Tout cela pour en arriver à ton nouvel
opus (" I have a Dream " label Nocturne Why Note) enregistré
en solo. Nous y retrouvons de nombreux invités tels que Little
Bob
Oui j'ai tenu à faire la reprise de son titre " Libero "
que j'aime beaucoup.
C'est l'histoire de son père, un émigré italien qui
travaillait dans une fonderie comme ouvrier. C'est donc aussi, un peu,
l'histoire de mon père qui avait le même emploi
C'est une étrange similitude sur nos vies qui étaient dures
même si nous étions des mômes heureux.
Il a été touché que j'aime autant son texte et a
été d'accord pour le ré-enregistrer en duo avec moi,
me disant que nos pères en seraient fiers
Il y avait vraiment du frisson lors de l'enregistrement. Bob est quelqu'un
que j'aime beaucoup
Lui et son épouse Mimie sont des belles âmes!
On retrouve aussi Beverly Jo Scott qui chante
en français alors que toi tu chantes en anglais, c'est paradoxal
On s'est rencontrés au tout début du Reverend Blues Gang.
Nous sommes restés en contact
J'adore sa voix ainsi que son aspect simple et naturel.

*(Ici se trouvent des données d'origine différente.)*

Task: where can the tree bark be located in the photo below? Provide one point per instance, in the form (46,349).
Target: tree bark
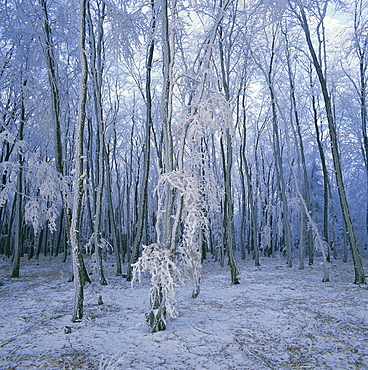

Quand elle chante seule, en s'accompagnant à la guitare, le temps
s'arrête
C'était un peu la rencontre de la Belle et de la Bête sur
disque, entre son côté fragile et moi " les routiers
sont sympas " (rires)!
Une autre belle surprise la venue, sur quelques
morceaux, de Paul Personne. Le connais-tu depuis longtemps ?
Oh oui, vers l'âge de 17-18 ans quand il était batteur de
La Folle Entreprise.
J'ai beaucoup d'anecdotes avec lui mais je ne peux pas toutes les raconter
!
Même si c'est difficile à croire je lui ai montré
des plans à la guitare, un jour, dans un magasin de Pigalle!
Il faut dire qu'en échange il m'avait appris à jouer "
Dust my Broom "
A l'époque tout se faisait dans une grande camaraderie et nous
n'hésitions pas à apprendre aux autres nos plans
Avec Nono Krief, Louis Bertignac, Paul Personne et tous les autres il
y avait un vrai partage, sans esprit de compétitivité malsaine
Cet état d'esprit a malheureusement changé mais, de mon
côté, je tiens à le conserver. C'est comme une grande
table, s'il y a assez à manger pour tout le monde il faut partager!
Etre un musicien de blues c'est avant tout cela!
Pour conclure cet entretien aurais-tu un souhait
à formuler ?
Oui que l'on transforme les CRS, Compagnie Républicaine de Sécurité
en Compagnie de Réconfort et de Solidarité. J'aimerais qu'il
y ait un peu plus d'humanité sur cette terre, que les gens s'écoutent,
se regardent c'est si important la communication!
C'est tellement facile de ne pas se taper sur la gueule.